14. The non-transitory computer readable medium of claim 9, wherein the instructions further cause the at least one processor to perform operations comprising:
training an image generation model to generate a synthetic image using the combined image as training data.
15. The non-transitory computer readable medium of claim 14, wherein the instructions further cause the at least one processor to perform operations comprising:
generating a revised image based on the detail image, wherein the revised image depicts an image element from a different view than the detail image; and
training the image generation model to generate the synthetic image using the revised image as training data.
16. The non-transitory computer readable medium of claim 9, wherein:
the image refinement model is trained to generate a synthetic image based on an image embedding.
17. A system comprising:
a memory component; and
a processing device coupled to the memory component, the processing device configured to perform operations comprising:
obtaining a detail image and a style image, wherein the detail image depicts an image element and the style image depicts a style element;
generating a combined image embedding including a detail embedding patch and a style embedding patch based on the detail image and the style image, wherein the detail embedding patch represents the image element and the style embedding patch represents the style element; and
generating, using an image refinement model, a combined image based on the combined image embedding, wherein the combined image depicts the image element from the detail image and the style element from the style image.

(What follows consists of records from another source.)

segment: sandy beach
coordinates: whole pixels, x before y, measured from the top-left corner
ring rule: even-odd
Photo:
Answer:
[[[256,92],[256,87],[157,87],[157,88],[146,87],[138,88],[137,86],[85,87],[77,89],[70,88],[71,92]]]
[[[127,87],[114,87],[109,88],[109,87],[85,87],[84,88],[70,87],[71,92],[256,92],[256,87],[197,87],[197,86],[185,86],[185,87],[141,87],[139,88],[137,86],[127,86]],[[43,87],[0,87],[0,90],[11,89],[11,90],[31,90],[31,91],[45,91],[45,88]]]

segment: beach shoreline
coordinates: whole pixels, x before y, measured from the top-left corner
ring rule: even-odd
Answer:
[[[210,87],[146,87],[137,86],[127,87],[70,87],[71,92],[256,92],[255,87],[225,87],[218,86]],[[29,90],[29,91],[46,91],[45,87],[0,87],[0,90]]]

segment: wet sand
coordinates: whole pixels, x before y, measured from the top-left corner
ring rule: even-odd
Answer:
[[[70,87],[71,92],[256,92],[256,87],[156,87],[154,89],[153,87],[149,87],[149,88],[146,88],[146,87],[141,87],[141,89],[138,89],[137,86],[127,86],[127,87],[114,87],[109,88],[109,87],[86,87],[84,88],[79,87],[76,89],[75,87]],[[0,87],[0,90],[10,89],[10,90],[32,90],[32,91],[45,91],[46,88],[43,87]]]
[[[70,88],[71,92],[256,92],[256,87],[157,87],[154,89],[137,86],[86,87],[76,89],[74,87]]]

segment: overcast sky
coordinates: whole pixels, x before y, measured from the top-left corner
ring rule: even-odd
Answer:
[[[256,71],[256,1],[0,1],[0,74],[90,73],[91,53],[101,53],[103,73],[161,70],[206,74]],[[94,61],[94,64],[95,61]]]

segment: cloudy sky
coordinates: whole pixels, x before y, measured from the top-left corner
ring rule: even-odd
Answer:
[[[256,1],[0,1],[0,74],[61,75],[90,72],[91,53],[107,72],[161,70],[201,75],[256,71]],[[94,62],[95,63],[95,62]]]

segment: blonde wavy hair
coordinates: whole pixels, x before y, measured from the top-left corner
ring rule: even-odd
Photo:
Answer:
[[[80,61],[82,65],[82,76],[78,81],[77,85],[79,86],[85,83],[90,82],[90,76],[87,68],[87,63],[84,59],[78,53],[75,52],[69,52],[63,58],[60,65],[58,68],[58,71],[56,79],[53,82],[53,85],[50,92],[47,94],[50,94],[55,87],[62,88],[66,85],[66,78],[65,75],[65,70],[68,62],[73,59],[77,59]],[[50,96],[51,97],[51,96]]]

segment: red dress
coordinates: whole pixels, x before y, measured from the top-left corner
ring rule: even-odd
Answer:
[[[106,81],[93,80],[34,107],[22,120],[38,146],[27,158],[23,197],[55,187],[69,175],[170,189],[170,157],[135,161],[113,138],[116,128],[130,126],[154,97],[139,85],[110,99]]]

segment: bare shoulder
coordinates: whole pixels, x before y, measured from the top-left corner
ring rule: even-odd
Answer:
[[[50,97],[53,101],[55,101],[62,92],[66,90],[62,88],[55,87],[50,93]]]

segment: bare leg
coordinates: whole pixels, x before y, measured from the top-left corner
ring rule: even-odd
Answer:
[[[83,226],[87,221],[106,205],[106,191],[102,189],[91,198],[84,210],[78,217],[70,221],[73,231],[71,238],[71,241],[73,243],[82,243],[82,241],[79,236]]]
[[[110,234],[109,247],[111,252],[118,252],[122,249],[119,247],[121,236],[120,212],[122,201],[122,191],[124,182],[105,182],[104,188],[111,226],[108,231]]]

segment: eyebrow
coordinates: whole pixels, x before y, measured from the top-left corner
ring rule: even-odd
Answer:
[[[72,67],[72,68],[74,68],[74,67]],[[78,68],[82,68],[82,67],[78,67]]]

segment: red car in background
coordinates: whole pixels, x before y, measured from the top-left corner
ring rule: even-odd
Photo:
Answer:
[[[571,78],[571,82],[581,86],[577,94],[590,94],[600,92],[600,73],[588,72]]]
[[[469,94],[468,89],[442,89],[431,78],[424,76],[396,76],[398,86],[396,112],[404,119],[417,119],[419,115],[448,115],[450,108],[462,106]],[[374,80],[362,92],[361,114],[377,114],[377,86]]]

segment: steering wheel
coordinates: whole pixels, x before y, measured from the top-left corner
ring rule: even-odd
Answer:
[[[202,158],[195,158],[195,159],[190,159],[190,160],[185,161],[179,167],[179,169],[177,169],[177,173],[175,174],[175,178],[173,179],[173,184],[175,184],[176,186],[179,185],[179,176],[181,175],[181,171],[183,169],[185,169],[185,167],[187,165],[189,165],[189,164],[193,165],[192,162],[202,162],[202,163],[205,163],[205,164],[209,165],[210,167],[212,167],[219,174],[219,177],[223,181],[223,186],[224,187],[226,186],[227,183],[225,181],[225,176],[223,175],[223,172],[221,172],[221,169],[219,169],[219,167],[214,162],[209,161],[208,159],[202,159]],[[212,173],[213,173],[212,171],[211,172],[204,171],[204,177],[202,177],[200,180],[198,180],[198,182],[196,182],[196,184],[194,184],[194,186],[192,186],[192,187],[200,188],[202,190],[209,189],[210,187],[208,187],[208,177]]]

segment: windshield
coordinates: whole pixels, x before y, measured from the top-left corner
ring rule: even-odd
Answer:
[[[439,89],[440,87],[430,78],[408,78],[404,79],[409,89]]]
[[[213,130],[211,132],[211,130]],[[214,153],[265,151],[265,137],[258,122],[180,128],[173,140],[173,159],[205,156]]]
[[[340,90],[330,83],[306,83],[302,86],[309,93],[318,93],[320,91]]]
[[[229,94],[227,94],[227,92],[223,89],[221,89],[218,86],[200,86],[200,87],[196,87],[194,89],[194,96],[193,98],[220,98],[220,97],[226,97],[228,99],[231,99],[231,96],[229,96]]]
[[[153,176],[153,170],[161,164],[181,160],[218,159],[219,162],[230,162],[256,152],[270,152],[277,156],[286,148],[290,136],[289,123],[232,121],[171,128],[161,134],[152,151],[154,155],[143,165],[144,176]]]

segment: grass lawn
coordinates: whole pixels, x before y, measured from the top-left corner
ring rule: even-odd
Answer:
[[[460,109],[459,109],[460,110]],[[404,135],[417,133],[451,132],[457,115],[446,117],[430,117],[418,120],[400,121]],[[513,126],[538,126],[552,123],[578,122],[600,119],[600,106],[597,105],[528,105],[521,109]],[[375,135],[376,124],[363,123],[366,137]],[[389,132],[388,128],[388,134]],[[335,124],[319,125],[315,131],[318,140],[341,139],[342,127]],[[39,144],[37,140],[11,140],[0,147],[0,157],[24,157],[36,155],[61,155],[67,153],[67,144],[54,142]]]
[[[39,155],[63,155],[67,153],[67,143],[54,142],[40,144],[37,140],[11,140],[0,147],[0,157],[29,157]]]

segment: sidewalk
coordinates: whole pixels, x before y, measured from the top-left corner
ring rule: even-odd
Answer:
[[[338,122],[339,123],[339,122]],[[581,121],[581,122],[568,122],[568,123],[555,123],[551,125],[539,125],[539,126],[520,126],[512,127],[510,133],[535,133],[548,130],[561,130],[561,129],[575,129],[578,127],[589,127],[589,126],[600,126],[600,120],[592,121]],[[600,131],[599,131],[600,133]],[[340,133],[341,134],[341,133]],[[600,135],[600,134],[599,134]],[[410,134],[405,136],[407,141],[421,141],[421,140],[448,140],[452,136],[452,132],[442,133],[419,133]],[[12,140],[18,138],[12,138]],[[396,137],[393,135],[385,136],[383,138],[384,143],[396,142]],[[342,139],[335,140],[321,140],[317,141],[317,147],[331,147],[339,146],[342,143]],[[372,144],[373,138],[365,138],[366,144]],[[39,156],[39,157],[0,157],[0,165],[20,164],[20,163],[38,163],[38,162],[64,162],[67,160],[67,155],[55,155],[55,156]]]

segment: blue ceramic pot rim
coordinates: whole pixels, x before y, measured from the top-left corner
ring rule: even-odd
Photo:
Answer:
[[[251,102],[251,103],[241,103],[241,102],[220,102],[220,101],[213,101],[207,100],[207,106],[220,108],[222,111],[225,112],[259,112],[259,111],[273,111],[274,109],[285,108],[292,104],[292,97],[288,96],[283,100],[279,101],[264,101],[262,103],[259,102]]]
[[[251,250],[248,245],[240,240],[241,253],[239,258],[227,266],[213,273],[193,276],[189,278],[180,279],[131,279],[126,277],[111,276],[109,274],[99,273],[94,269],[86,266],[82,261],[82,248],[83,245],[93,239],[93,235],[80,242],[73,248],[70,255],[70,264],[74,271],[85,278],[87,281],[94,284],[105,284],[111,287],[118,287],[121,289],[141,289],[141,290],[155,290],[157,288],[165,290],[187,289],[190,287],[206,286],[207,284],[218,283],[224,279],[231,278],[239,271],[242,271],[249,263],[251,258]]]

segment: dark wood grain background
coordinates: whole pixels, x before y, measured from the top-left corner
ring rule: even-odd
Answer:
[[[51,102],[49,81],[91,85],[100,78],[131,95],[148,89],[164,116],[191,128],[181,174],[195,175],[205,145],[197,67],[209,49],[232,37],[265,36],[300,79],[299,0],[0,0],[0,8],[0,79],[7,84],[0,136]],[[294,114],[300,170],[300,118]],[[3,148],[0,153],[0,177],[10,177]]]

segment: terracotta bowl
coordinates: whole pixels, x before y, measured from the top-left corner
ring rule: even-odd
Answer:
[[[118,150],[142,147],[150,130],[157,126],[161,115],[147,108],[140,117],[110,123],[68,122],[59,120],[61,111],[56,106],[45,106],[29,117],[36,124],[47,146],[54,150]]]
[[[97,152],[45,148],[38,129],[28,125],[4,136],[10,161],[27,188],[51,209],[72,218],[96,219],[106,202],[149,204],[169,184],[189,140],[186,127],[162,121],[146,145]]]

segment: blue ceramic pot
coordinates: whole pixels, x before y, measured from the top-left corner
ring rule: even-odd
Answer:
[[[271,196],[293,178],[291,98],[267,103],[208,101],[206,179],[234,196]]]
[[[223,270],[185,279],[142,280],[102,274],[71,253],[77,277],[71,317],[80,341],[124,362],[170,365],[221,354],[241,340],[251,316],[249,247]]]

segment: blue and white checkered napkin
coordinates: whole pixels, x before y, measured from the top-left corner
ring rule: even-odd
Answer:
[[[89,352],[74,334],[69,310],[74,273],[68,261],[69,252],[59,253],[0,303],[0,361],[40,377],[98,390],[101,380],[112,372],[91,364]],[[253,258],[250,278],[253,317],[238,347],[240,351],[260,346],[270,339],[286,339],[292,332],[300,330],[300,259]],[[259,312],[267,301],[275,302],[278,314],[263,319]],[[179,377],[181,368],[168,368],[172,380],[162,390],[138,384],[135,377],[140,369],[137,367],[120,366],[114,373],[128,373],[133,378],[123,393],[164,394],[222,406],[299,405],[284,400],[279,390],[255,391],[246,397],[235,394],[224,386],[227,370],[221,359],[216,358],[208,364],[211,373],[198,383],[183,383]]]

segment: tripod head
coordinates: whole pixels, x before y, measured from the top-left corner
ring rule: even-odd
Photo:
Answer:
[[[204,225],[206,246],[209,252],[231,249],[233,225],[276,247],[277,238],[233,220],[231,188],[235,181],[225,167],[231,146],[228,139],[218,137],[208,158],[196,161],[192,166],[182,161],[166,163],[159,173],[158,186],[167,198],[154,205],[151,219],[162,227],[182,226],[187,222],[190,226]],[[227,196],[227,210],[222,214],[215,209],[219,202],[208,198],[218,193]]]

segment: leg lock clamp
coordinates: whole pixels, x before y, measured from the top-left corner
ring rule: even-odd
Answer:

18. The system of claim 17, further comprising:
an image encoder configured to encode the detail image and the style image.
19. The system of claim 17, further comprising:
an image generation model trained to generate a synthetic image using the combined image as training data.
20. The system of claim 17, further comprising:
a view generation model trained to generate a revised image based on the combined image, wherein the revised image depicts the image element from a different view than the combined image.